By DAVE CAMPBELL AP Sports Writer
The Minnesota Intercollegiate Athletic Conference has decided to oust St. Thomas, the largest school in the NCAA Division III league and the most successful in recent years in sports.
The MIAC announced Wednesday the Tommies will be “involuntarily removed” in two years by the conference they helped found with six other schools in 1920.
The conference presidents, who met about the issue last month without taking action, cited athletic parity as their primary concern. The private Catholic liberal arts university has about 6,200 undergraduates, double the enrollment of the next-closest schools in the league.
The Tommies have won 12 consecutive MIAC all-sports trophies on both the men’s and women’s side, based on conference finish in each event.
St. Thomas will remain eligible for full-fledged membership through the end of the 2020-21 school year, unless it is able to secure a new home first. The league, in a statement released Wednesday , said the Tommies would leave “in good standing with a long and appreciated history of academic and athletic success.”
The Minneapolis Star Tribune reported last month that rival MIAC presidents sought to expel St. Thomas with amended league bylaws to enact an enrollment cap. St. Olaf, which lost to St. Thomas 97-0 in football in 2017, was the only institution to publicly acknowledge the process after the newspaper brought it to light.
“We are participating in those discussions in good faith,” the school said last month. Of the 13 institutions currently in the league, St. Thomas is one of four in the state’s capital city, St. Paul.
So what happens to St. Thomas sports now?
Athletic director Phil Esten has said the Tommies were committed to maintaining a non-scholarship Division III program, but they’ll never find a better fit than the league they must leave. Six of the schools are in the Twin Cities metro area, and five more are less than a 90-minute drive away including chief rival St. John’s University.
Only two foes, Concordia College in Moorhead near the North Dakota state line and St. Mary’s University in Winona not far from Wisconsin, are more than 100 miles from St. Thomas. St. Mary’s is the only one of the 11 schools that enroll males — the College of St. Benedict in St. Joseph and St. Catherine University in St. Paul are the all-female institutions — and doesn’t play football. Macalester College pulled its football team out nearly two decades ago for a lower-tier Division III league.
There is hardly a small-school conference with a richer history than the MIAC, highlighted by the St. John’s-St. Thomas football rivalry that dates to 1901.
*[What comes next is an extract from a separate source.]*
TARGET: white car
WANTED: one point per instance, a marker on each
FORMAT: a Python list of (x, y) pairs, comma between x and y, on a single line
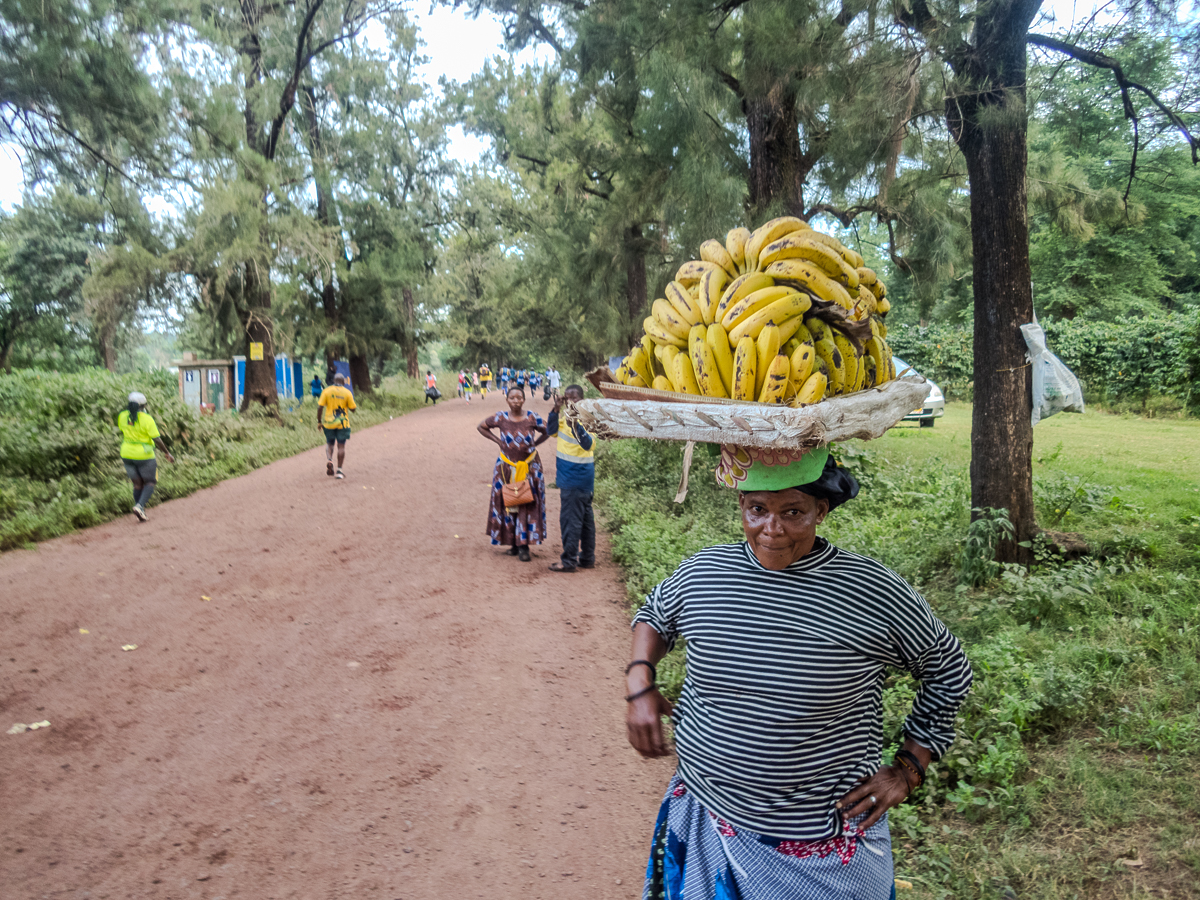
[(935, 403)]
The Johnnies and Tommies played in 2017 at Target Field, the home of the Minnesota Twins, in front of a Division III record 37,355 fans. St. John’s won the league last season and, with four national championships and 33 MIAC titles, has historically been far more dominant in the sport than St. Thomas, which surged to the top a decade ago with the arrival of head coach Glenn Caruso.
St. Thomas President Julie Sullivan called the MIAC’s decision “extremely disappointing ” in a letter to the university community.
“We believe our strong presence and success in the conference has made it a better and more competitive one,” Sullivan wrote. “This history holds importance to our entire community, including our students, coaches and alumni. St. Thomas expended tremendous effort to remain in the MIAC and stabilize the conference.”
The Tommies could try to join another Division III league, with the next-best option likely the Wisconsin Intercollegiate Athletic Conference, which has eight full-time members, all public schools larger than St. Thomas. Road trips would range from 1½ to 4½ hours.
Moving up a level or two would be a far more costly and complicated process.
The Northern Sun Intercollegiate Conference would be an easy geographic fit in Division II, with most members in Minnesota, but the Tommies would have to add athletic scholarships to keep up in a league where heavyweights Minnesota State and St. Cloud State have more than double the enrollment.
To eventually settle in Division I, where a smattering of FCS schools play non-scholarship football, St. Thomas would need to find a league home over what would be at least a 12-year reclassification process with a mandated stop in Division II per NCAA rules.